Are you bold in repelling him as your Master was? Are you ready with the retort to every foul suggestion, “Get thee hence, Satan” (Mt. 4:10)? Cultivate a tender sensitivity about sin. The finest barometers are the most sensitive. Whatever your besetting frailty is — whatever bitter or baleful passion you are conscious of which aspires to the mastery — watch it, crucify it, nail it to your Lord’s cross.
You may despise the day of small things — the Great Adversary does not. He knows the power of littles — that little by little consumes and eats out the vigor of the soul. And once the retrograde movement in the spiritual life begins, who can predict where it may end — the going on “from weakness to weakness,” instead of “from strength to strength.”
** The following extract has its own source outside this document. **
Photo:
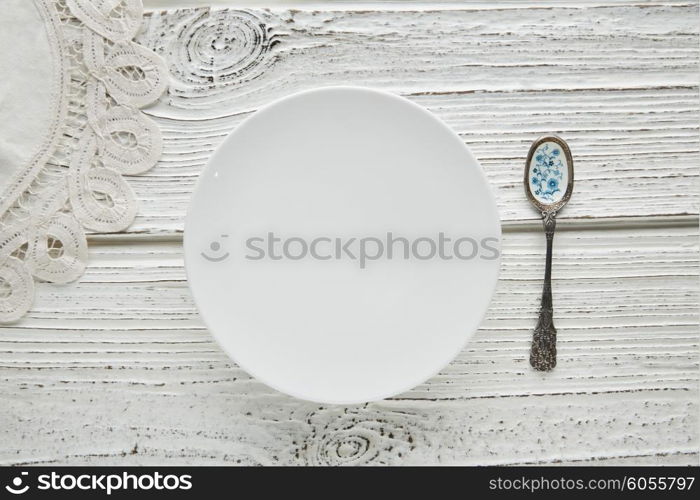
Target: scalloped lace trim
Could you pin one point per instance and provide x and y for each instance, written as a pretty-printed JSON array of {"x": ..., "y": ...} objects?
[{"x": 102, "y": 134}]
Make no compromises; never join in the ungodly amusement, or venture on the questionable path, with the plea, “It does me no harm.” The Israelites, on entering Canaan, instead of obeying the Divine injunction of extirpating their enemies, made a hollow truce with them. What was the result? Years upon years of tedious warfare. "They were scourges in their sides, and thorns in their eyes" (Jos. 23:13). It is quaintly but truthfully said by an old writer, “The candle will never burn clear, while there is a thief in it. Sin indulged, in the conscience, is like Jonah in the ship, which causeth such a tempest, that the conscience is like a troubled sea, whose waters cannot rest” (Thomas Brooks, 1608-1680).
"Keep,” then, “thy heart with all diligence,” or, as it is in the forcible original Hebrew, "keep thy heart above all keeping, for out of it are the issues of life.” (Prov. 4:23).
Let this ever be your preservative against temptation, “How would Jesus have acted here? Would he not have recoiled, like the sensitive plant, from the remotest contact with sin? Can I think of dishonoring Him by tampering with His enemy; incurring from His own lips the bitter reflection of injured love, 'I am wounded in the house of my friends’” (Zech. 13:6)?
Jesus tells us the secret of our preservation and safety, “Simon! Simon! Satan hath desired to have thee, that he might sift thee as wheat; but I have prayed for thee that thy faith fail not” (Lk. 22:32).
Arm yourselves likewise with the same mind!